Gegen Korruption

Warnung vor Verhandlungen mit Energiekonzernen

Die Anti-Korruptionsorganisation Transparency International warnt Angela Merkel vor einer Rücknahme der Brennelementesteuer. Energiekonzerne hatten hohe Summen für Laufzeitverlängerungen geboten und fordern andere Lösungen als die geplante Steuer. Lässt die Kanzlerin sich darauf ein, setzt sie sich dem Verdacht der Käuflichkeit aus.

Netzausbau Ökostrom© Gina Sanders / Fotolia.com

Berlin (afp/red) - Im Streit um die Energiepolitik der Bundesregierung hat die Anti-Korruptionsorganisation Transparency International Kanzlerin Angela Merkel vor einer Rücknahme der geplanten Brennelementesteuer gewarnt. Die Regierung würde sich damit "ernsthaft dem Verdacht der Käuflichkeit aussetzen", sagte die Vorsitzende der deutschen Sektion, Edda Müller, der Berliner Zeitung vom Mittwoch.

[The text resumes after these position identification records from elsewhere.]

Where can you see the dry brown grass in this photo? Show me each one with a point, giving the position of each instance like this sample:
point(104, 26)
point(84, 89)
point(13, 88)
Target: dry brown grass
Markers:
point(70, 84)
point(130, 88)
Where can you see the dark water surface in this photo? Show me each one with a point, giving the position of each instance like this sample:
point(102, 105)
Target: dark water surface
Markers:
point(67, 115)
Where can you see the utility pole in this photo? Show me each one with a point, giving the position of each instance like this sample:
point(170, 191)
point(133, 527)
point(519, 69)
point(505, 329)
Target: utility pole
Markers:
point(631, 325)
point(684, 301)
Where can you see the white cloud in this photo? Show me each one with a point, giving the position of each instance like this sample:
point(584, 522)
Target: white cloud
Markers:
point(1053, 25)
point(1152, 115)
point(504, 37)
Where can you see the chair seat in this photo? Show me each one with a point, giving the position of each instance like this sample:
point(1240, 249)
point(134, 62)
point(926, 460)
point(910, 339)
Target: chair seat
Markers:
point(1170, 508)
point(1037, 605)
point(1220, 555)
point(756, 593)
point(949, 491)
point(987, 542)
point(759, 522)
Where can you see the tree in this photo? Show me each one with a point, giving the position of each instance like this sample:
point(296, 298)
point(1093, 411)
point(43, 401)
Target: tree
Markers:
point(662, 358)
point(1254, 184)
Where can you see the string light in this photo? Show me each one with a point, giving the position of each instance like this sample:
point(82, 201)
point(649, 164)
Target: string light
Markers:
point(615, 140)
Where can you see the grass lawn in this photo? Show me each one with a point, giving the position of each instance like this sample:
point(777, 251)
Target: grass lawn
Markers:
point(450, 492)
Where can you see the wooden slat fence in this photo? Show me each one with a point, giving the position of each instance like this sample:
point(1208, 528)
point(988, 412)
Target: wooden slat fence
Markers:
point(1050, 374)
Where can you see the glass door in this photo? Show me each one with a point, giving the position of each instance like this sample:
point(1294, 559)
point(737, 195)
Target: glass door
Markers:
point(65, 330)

Energiekonzerne fordern Alternativen

Müller kritisierte insbesondere die Gespräche des Finanzministeriums mit den Energiekonzernen über Alternativen zur Brennelementesteuer als "völlige Verirrung von Politikgestaltung". Der Chef des Energieversorgers E.ON, Johannes Teyssen, hatte die Brennelementesteuer wiederholt als rechtswidrig bezeichnet und die Regierung zum Abschluss eines Vertrags aufgefordert. Berichten zufolge boten die Konzerne eine Milliardenzahlung im Gegenzug für Laufzeitverlängerungen, außerdem fordern sie statt der Atomsteuer eine andere Form der Abgabe.

Auch Künast übt Kritik an Merkel

Merkel beginnt am Mittwoch ihre mehrtägige Reise zu Unternehmen der Energiebranche. Die Kanzlerin will sich nach eigenen Angaben ein Bild vom Stand des Ausbaus der erneuerbaren Energien machen. Die Fraktionschefin der Grünen, Renate Künast, kritisierte die Reise der Kanzlerin als "Show". Sie solle den Eindruck erwecken, Merkel habe sich vor der Verlängerung der Laufzeiten sachkundig gemacht, so Künast im Kölner Stadt-Anzeiger. Sollte Merkel "einen Kniefall" vor den Energiekonzernen machen, werde es "genügend Menschen geben, die sich darüber empören und dagegen engagieren".